Oh! que vous chantez bien, mes petits canaris!
C'est que vous avez tout à souhait: belle cage,
Grain nouveau, gai soleil, air pur et frais breuvage,
Et votre joie éclate en vos airs favoris!

Mais savez-vous, au moins, d'où vous vient cette fête?
Moi, j'achète ce grain dont vous êtes friands:
Mais qui l'a fait germer et mûrir dans les champs?
Je vous verse cette eau: mais cette eau, qui l'a faite?

Qui donc a fait couler le limpide ruisseau
Où, dans mon gobelet, pour vous je l'ai puisée?
C'est moi qui vous ai mis tout près de la croisée;
Quand j'ai vu ce jour pur et ce soleil si beau:

Mais d'où vient ce beau jour, et d'où vient l'astre même?
Qui l'a formé?
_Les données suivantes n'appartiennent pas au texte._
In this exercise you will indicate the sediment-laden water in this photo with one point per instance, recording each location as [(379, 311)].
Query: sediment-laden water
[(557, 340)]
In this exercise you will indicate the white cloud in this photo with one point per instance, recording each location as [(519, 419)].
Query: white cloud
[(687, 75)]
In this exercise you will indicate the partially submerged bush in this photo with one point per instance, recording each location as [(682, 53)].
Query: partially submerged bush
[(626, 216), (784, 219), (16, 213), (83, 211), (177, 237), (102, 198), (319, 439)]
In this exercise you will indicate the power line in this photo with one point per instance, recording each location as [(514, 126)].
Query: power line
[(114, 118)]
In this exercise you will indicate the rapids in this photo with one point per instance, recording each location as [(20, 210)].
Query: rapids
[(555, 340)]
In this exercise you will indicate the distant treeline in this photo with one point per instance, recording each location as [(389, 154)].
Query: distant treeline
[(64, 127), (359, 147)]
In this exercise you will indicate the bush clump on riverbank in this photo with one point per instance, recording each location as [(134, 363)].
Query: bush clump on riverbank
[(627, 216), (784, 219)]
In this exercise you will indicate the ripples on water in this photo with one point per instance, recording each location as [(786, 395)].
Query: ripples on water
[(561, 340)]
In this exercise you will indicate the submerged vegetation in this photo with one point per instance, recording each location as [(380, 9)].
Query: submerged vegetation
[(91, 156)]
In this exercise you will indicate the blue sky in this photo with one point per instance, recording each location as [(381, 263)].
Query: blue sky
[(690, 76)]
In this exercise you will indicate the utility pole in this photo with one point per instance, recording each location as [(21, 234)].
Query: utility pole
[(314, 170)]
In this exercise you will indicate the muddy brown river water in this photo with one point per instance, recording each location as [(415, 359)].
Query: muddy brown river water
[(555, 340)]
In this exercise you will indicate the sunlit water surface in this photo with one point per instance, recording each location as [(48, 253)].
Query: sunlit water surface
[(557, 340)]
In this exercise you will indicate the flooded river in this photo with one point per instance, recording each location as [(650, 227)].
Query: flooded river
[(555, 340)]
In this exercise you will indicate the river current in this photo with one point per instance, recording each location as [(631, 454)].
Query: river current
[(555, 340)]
Qui l'a suspendu dans les airs,
Pour être bienfaiteur et roi de l'univers?
Dites, le savez-vous?—C'est quelqu'un qui vous aime.

C'est Dieu, mes canaris!—La graine et le ruisseau,
L'azur et le soleil, et les cieux et la terre
Sont son œuvre: et c'est lui qui, comme un tendre père
S'occupe de l'enfant et prend soin de l'oiseau!

C'est Dieu qui vous a faits, c'est Dieu qui vous apprête
Ce repas, cet abri; c'est lui qui vous revêt,
Dans la saison d'hiver, de ce moelleux duvet
Où, pour vous endormir, vous cachez votre tête;

Lui qui vous a donné ces jolis petits yeux,
Et cette douce voix aux sémillants ramages!
A lui donc tous vos chants, à lui tous vos hommages!